Soru: , “Bir babanın öz kızına duyduğu şehvet, karısıyla olan nikâhını düşürür mü?”
Yanıt: “Babanın şehvetle kızını öpmesi ya da şehvetle ona sarılmasının nikâha bir etkisi yoktur. Babanın kızını kalın elbiselerden tutarak ya da vücuduna bakıp düşünerek, şehvet duyması, bu tür bir haram oluşturmaz. Ayrıca kızın, 9 yaşından büyük olması gerekir."
Bu iğrenç soruyu soran muhtemelen öz kızına hallenmeye niyet etmiş bir "baba"! İğrenç tecavüzüne dini bir kılıf arıyor.
Bu iğrenç soru sayfasına düştüğü anda suç duyurusu yapmak yerine yukarıda okuduğunuz yanıtı veren de, Din İşleri Yüksek Kurulu Dini bilgilendirme Platformu’nun inanç, ibadet, ahlak ve sosyal hayat ile ilgili güncel fetva sitesi...
Sosyal medyada kıyamet kopunca Diyanet'in yaptığı açıklama özetle; " kendini vatandaş yerine koyanların sordukları sorularda fetva hattını kelime oyunlarıyla tuzağa düşürdükleri ve aldıkları yanıtları da tahrif edip yaydıkları" şeklinde. Hiç yanlış anladığımı sanmıyorum yani "biz bu tür sorulara yanıt vermiyoruz" demiyorlar "kelime oyunlarıyla kandırıldık" diyorlar.
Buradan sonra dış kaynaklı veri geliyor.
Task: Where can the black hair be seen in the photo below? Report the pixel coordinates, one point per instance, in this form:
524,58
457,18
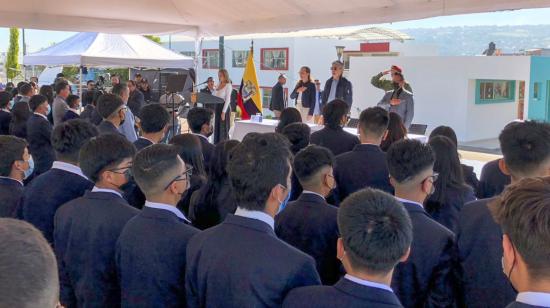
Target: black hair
36,101
104,151
5,98
396,131
447,164
190,150
256,166
60,85
408,158
525,146
11,150
152,165
154,118
289,115
197,117
445,131
298,134
333,113
68,137
374,121
376,230
309,161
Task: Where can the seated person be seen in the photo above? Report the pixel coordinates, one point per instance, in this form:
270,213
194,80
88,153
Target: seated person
241,262
426,279
151,265
523,213
309,223
73,101
63,182
526,150
376,235
15,166
39,131
87,228
366,165
29,270
333,136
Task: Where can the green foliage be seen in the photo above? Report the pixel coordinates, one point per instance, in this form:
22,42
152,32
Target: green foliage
12,58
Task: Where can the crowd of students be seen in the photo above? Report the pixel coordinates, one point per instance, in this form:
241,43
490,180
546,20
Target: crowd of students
95,219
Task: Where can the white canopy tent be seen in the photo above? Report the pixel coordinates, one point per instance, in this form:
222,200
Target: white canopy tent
226,17
108,50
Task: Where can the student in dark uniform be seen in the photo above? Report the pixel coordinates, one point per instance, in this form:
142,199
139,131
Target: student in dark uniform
241,262
61,184
39,131
426,278
151,264
523,213
376,235
309,223
87,228
14,165
366,165
113,111
526,150
333,136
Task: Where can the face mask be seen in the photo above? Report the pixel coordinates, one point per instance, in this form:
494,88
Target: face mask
29,171
285,202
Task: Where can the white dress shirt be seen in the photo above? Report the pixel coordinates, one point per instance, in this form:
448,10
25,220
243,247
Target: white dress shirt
112,191
68,167
166,207
258,215
368,283
534,298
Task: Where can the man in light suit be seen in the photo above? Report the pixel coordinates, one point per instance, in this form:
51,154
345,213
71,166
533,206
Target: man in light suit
399,101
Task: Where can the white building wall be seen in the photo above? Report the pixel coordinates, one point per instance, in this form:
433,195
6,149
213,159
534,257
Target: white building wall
444,90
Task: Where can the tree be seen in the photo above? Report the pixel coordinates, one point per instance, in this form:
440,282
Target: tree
12,58
153,38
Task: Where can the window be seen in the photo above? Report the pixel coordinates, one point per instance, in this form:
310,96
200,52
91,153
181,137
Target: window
495,91
239,58
274,59
210,58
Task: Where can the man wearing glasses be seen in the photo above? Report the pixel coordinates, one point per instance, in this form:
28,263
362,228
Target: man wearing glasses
151,250
86,229
426,278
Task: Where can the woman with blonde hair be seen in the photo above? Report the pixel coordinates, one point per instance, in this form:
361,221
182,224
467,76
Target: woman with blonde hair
223,113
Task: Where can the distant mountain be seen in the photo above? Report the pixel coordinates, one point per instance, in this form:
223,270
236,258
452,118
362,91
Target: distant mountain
468,41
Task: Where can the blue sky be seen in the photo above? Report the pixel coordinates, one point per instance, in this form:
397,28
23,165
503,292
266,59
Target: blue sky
37,39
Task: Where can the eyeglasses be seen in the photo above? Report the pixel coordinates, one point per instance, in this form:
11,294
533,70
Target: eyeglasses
182,177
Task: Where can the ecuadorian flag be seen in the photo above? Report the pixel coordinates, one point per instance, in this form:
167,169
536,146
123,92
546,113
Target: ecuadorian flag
249,98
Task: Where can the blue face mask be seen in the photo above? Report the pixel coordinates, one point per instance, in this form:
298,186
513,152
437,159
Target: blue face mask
29,171
285,202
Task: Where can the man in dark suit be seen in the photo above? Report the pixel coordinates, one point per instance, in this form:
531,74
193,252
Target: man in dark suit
376,235
113,111
241,262
154,125
5,114
523,213
366,165
200,123
426,279
333,136
39,131
526,150
14,164
151,265
61,184
309,223
278,101
337,87
87,228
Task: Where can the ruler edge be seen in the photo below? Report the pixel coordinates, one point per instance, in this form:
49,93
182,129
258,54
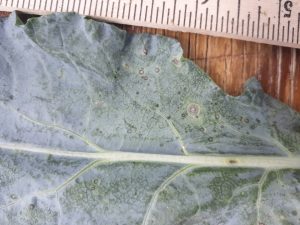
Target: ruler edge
157,26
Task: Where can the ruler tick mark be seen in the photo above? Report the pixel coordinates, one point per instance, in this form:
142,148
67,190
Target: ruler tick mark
134,13
258,22
217,18
206,15
196,14
106,10
141,8
146,13
118,9
112,10
163,12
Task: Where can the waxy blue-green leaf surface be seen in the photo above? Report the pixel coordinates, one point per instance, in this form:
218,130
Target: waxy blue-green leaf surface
77,97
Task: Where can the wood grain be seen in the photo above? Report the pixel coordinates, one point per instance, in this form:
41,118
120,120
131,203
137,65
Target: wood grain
231,62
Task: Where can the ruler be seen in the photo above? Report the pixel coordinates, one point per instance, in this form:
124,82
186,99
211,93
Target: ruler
274,22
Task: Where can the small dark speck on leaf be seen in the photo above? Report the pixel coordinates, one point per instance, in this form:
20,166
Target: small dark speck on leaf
13,196
141,71
232,161
175,61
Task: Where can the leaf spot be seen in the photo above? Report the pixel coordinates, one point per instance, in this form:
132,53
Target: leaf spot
193,110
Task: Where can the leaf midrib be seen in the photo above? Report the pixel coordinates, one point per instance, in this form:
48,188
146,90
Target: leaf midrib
204,160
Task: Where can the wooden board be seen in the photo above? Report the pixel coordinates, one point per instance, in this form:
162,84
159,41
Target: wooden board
230,63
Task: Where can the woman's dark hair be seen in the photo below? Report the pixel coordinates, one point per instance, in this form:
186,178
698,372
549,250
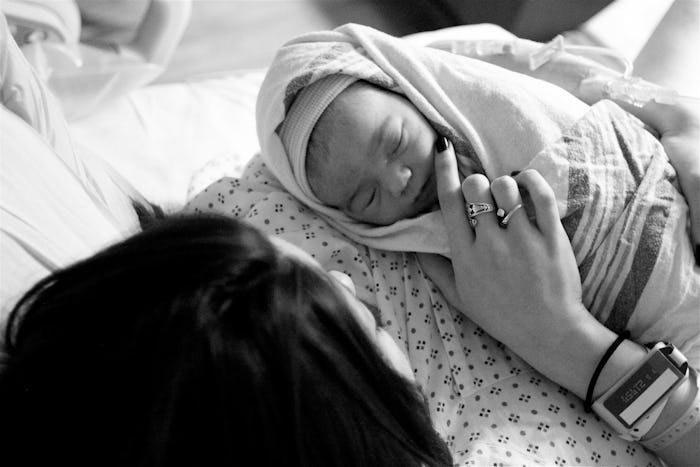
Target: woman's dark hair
196,342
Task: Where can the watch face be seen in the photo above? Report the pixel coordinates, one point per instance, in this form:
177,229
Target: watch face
638,394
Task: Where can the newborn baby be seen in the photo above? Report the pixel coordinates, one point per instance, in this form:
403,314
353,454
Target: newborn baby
371,156
357,114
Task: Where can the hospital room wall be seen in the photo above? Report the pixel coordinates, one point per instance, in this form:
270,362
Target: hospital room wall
234,34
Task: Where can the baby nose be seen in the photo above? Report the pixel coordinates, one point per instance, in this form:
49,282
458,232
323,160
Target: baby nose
396,179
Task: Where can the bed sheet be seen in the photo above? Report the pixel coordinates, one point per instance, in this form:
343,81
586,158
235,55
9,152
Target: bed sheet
164,139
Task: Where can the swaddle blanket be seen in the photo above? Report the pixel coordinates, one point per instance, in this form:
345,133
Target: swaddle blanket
489,406
615,189
497,118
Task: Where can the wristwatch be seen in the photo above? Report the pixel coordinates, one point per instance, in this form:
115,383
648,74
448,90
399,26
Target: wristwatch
633,404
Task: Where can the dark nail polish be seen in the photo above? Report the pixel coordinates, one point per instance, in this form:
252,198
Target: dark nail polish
441,144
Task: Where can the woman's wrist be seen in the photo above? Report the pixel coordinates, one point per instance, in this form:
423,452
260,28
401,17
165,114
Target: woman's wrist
579,352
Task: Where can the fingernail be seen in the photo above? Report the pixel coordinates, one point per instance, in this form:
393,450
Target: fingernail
441,144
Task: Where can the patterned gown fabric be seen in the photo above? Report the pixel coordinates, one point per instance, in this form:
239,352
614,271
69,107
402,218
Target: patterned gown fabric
490,406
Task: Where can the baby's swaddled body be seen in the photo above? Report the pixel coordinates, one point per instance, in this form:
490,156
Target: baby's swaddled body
616,190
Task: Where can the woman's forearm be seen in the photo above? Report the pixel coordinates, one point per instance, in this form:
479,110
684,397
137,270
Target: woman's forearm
586,346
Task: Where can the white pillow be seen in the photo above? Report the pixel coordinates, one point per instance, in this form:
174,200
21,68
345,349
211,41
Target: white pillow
55,206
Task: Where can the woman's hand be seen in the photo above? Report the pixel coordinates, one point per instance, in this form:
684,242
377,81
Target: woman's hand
521,283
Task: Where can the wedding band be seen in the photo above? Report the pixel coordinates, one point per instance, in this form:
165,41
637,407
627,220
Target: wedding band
476,209
508,215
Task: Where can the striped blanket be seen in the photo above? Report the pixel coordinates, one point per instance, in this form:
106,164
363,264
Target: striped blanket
628,226
616,191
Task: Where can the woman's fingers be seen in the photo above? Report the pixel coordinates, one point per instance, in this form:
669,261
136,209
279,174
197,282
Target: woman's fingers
450,195
477,191
507,196
542,195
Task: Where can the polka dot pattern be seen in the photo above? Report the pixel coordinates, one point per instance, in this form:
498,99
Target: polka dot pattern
489,406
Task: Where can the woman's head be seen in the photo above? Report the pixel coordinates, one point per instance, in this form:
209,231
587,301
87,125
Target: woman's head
199,342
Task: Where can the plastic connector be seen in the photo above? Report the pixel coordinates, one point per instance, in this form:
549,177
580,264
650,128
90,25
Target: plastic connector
546,52
637,92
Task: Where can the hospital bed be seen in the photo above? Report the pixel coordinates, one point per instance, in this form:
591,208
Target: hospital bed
67,188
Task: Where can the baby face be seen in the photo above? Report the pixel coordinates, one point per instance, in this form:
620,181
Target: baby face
371,156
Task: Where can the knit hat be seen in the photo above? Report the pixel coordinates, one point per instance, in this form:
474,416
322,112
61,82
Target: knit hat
301,120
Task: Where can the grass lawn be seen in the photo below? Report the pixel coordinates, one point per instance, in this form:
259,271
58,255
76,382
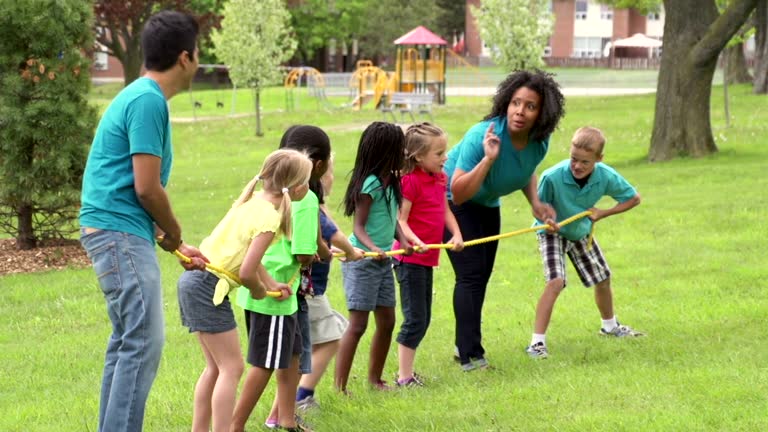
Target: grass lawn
686,263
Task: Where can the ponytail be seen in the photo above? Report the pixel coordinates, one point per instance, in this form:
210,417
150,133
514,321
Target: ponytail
247,192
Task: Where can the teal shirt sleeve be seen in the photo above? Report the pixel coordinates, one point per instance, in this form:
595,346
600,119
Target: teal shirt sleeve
147,124
619,188
471,151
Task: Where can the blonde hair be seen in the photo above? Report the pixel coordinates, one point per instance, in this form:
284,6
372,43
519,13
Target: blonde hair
418,139
589,139
282,170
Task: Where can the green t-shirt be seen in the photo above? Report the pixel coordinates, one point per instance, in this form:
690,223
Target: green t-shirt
382,219
280,260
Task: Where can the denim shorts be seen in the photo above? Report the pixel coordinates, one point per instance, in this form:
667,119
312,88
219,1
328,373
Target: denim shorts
325,324
305,358
195,292
368,284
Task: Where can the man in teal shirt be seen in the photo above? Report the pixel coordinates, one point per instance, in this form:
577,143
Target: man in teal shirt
125,206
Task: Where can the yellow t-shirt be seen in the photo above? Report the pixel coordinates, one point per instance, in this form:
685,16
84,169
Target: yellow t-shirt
228,243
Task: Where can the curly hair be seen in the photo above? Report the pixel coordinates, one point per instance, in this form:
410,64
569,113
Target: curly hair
552,100
380,153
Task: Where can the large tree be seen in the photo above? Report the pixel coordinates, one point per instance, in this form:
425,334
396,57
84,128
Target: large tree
316,22
254,40
46,123
517,30
119,24
695,33
761,47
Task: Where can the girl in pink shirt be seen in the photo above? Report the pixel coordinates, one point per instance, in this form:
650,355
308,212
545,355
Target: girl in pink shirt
423,217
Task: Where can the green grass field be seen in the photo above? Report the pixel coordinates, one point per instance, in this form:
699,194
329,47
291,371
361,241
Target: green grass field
687,270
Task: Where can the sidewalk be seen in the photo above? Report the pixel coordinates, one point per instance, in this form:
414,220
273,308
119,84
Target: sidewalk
567,91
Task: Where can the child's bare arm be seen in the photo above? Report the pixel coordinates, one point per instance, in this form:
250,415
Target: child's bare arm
598,214
250,269
453,227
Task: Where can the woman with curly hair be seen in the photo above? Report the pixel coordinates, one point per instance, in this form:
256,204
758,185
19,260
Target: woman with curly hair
495,158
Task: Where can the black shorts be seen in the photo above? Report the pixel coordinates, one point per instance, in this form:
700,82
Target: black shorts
272,340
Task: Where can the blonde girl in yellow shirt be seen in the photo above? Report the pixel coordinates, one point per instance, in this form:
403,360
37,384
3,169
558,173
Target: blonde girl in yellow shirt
238,244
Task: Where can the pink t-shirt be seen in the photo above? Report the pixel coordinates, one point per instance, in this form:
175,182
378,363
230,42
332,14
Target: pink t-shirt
426,192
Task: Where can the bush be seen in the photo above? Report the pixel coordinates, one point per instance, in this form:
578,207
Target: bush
46,124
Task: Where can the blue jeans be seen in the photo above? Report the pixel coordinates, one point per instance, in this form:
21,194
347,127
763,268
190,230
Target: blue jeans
129,276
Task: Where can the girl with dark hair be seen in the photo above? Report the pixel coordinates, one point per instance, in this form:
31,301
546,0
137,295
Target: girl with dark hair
372,198
495,158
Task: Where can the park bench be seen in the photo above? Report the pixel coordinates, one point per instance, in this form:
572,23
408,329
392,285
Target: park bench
421,103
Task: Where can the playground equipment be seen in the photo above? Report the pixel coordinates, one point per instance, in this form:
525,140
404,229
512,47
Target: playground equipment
372,83
420,63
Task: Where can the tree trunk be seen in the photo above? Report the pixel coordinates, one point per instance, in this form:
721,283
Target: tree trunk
694,36
735,65
257,92
761,48
25,239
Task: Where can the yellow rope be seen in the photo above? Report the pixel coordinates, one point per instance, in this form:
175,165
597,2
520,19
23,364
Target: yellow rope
487,239
218,271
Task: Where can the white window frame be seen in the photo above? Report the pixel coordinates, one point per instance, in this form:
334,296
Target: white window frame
581,15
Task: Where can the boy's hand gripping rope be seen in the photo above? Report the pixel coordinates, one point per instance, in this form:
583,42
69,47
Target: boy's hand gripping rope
487,239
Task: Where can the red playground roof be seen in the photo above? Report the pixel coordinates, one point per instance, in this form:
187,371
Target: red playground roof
420,36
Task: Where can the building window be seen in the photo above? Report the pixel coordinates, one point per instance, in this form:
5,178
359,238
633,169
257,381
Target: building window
606,12
100,61
581,9
588,47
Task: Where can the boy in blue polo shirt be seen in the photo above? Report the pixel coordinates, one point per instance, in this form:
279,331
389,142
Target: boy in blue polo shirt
570,187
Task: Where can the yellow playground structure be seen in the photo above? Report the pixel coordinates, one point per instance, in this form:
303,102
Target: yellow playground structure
420,63
419,68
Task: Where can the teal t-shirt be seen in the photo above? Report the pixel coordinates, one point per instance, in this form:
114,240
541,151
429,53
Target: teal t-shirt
280,260
558,188
512,169
136,122
382,219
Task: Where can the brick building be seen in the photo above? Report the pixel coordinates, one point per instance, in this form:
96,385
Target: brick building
582,29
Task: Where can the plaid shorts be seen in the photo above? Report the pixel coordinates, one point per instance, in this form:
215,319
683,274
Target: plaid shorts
590,263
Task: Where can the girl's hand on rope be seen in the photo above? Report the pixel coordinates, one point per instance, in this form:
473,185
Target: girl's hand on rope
355,255
597,214
418,246
457,242
380,254
197,259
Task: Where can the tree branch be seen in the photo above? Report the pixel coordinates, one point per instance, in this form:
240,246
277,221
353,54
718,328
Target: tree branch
721,31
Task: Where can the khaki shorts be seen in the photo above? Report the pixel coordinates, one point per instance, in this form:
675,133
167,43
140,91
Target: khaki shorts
325,324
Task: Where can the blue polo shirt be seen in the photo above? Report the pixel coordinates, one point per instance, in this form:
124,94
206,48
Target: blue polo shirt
511,171
558,188
136,122
382,218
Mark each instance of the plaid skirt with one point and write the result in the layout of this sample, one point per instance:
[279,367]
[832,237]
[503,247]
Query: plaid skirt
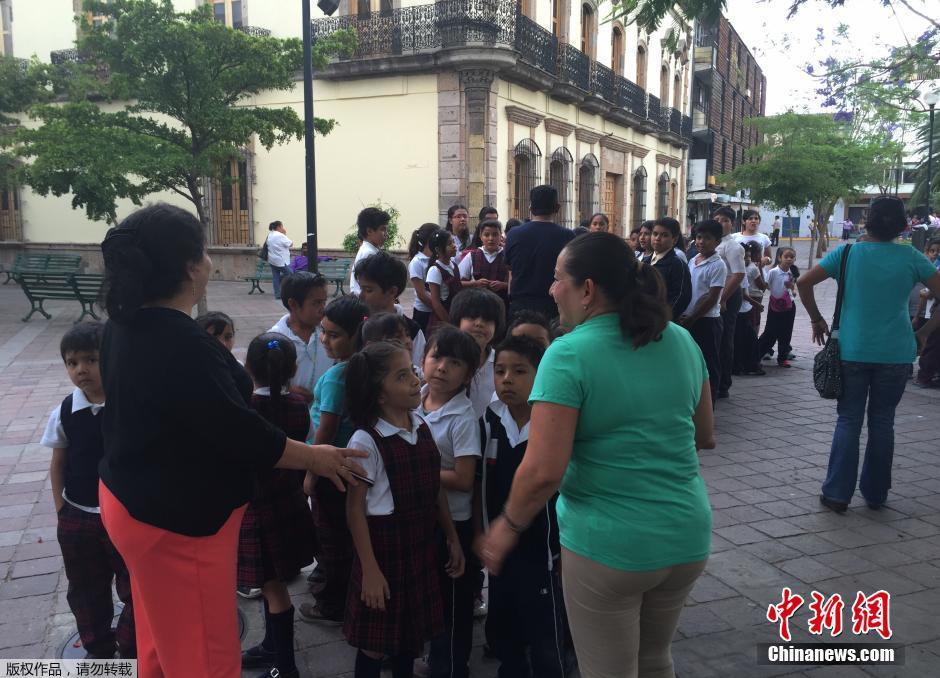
[277,538]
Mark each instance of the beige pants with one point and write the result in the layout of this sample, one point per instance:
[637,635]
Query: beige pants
[623,622]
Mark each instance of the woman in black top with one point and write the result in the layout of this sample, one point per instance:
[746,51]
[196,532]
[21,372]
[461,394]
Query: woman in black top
[182,447]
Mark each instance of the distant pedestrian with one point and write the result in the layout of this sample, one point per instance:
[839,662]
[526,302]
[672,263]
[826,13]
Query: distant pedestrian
[278,254]
[877,346]
[531,251]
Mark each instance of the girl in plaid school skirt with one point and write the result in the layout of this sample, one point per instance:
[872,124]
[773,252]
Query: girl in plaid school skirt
[394,601]
[277,537]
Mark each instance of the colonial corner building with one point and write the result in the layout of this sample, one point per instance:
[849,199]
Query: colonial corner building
[448,102]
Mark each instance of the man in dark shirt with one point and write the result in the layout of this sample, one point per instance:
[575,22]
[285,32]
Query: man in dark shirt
[531,251]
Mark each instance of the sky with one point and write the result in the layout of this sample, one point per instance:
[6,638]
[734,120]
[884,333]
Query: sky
[783,47]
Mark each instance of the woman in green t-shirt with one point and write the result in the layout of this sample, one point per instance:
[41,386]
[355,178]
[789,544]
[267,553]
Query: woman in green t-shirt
[620,405]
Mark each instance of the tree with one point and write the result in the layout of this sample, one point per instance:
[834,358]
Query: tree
[809,158]
[158,103]
[22,84]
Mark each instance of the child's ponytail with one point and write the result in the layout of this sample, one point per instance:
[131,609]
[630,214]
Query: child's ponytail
[272,361]
[419,238]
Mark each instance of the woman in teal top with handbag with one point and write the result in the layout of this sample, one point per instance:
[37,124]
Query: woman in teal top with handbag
[876,345]
[620,405]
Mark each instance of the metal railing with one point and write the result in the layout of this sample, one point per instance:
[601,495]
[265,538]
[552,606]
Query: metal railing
[495,23]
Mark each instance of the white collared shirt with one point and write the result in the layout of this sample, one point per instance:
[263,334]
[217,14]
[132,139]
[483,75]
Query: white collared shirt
[483,386]
[54,435]
[312,360]
[455,428]
[466,264]
[379,500]
[366,250]
[731,253]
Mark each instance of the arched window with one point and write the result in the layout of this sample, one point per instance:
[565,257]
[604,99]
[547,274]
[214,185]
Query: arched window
[560,171]
[639,196]
[616,50]
[587,186]
[526,158]
[588,30]
[641,66]
[662,196]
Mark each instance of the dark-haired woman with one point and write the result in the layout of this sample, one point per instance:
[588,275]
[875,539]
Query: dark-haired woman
[182,447]
[618,442]
[877,346]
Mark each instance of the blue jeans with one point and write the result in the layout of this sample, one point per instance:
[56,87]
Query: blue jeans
[881,385]
[278,272]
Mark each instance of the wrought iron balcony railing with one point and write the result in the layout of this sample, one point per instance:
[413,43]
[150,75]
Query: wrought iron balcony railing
[495,23]
[574,66]
[654,111]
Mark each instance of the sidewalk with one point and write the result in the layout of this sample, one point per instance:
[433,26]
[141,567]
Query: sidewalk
[773,437]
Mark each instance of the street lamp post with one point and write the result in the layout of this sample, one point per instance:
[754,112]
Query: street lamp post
[931,100]
[328,7]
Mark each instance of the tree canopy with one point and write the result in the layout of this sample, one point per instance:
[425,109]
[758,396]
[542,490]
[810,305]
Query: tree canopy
[158,101]
[810,158]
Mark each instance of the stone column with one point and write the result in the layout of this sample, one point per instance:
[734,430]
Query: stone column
[475,85]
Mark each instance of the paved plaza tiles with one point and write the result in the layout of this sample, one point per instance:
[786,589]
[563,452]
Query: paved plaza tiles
[773,437]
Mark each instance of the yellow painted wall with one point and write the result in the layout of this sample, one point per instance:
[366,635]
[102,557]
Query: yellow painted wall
[385,147]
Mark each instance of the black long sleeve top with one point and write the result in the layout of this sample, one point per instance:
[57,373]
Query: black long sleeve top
[678,281]
[182,444]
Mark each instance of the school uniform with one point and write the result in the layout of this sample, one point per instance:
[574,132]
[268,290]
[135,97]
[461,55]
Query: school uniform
[334,556]
[418,268]
[276,538]
[401,510]
[91,560]
[707,330]
[447,276]
[456,431]
[482,265]
[780,315]
[526,608]
[678,281]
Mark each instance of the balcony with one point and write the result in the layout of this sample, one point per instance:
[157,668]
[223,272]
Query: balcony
[425,37]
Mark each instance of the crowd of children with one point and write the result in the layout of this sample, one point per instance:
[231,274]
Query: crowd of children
[439,402]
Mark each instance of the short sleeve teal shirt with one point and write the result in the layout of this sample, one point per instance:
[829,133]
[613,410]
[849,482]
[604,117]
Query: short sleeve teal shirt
[632,497]
[875,326]
[328,396]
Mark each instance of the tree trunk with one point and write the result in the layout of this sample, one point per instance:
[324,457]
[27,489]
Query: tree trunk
[192,183]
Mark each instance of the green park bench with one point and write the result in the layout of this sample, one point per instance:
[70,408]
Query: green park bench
[335,272]
[30,262]
[38,287]
[262,273]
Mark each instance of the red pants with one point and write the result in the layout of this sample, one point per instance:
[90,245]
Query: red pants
[184,595]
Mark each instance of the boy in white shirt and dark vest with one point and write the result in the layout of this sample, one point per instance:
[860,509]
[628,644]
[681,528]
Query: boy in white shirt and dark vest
[91,560]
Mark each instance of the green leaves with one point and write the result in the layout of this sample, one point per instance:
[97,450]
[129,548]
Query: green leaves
[159,102]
Bu "kandırıldık" savunmasını son yıllarda ne çok duyduk ve hep aynı kesimin temsilcilerinden...
Dinin öncelikle öğretmesi gereken;
Sizin ya da başkasının çocuğu hiç farketmez, çocuklara şehvetle değil sevgiyle bakmaktır.
Cizre'de Silopi'de öldürülen, Ege sahillerine cesetleri vuran çocuklara ilişkin tek bir söz etmeyen diyanet 9 yaşından büyük kız çocuklarınızı istismar edebilirsiniz diyor.
Hayatımın hiç bir döneminde çocuk ve kadın tacizi ve cinsel saldırıyı savunmaya yönelik böylesine ahlaksızca mazur gösterecek bahaneler ve dini kisveler uydurulduğuna tanık olmadım.
Oluşturulmaya çalışılan bu iğrenç algı biçimi bu halkın geleneğini, insani değerlerini ve kültürünü yok etme çabasıdır. Toplum "din" diye diye bir lağım çukuruna itiliyor. Din de, ahlak da insanlık da yerlerde...
Normal algısı yaratılıp alışmaya zorlandığımız "dini kurallara uygun!" diye yutturulmaya çalışılan yaşama biçimi bu. Ve dini kılıf uydurulan her ahlaksızlık insanları dinden uzaklaştırıyor.
Diyeceğim şudur ki;
Bu ülke sizin babanızın çiftliği, vatandaş çiftliğinizin marabası değil. Vicdani ve insani değerlerimizin ayarlarıyla istediğiniz gibi oynayamazsınız.
Din de sizin babanızın malı değildir, işinize geldiği gibi fetvalar verip kurallar uydurarak inancımızı çürütemezsiniz. .
Din adamlarının görevi dünya insanlarına barış, sevgi ve iyi insan olmayı öğretmektir, Bunu yapamıyorsanız, terkedin işgal ettiğiniz kurumları, çıkın gidin hayatımızdan.
Sizin sapkın inancınızın kirli ellerinin çocuk bedenlerinde dolaşmasına hiç tahammülü yok insanlığın!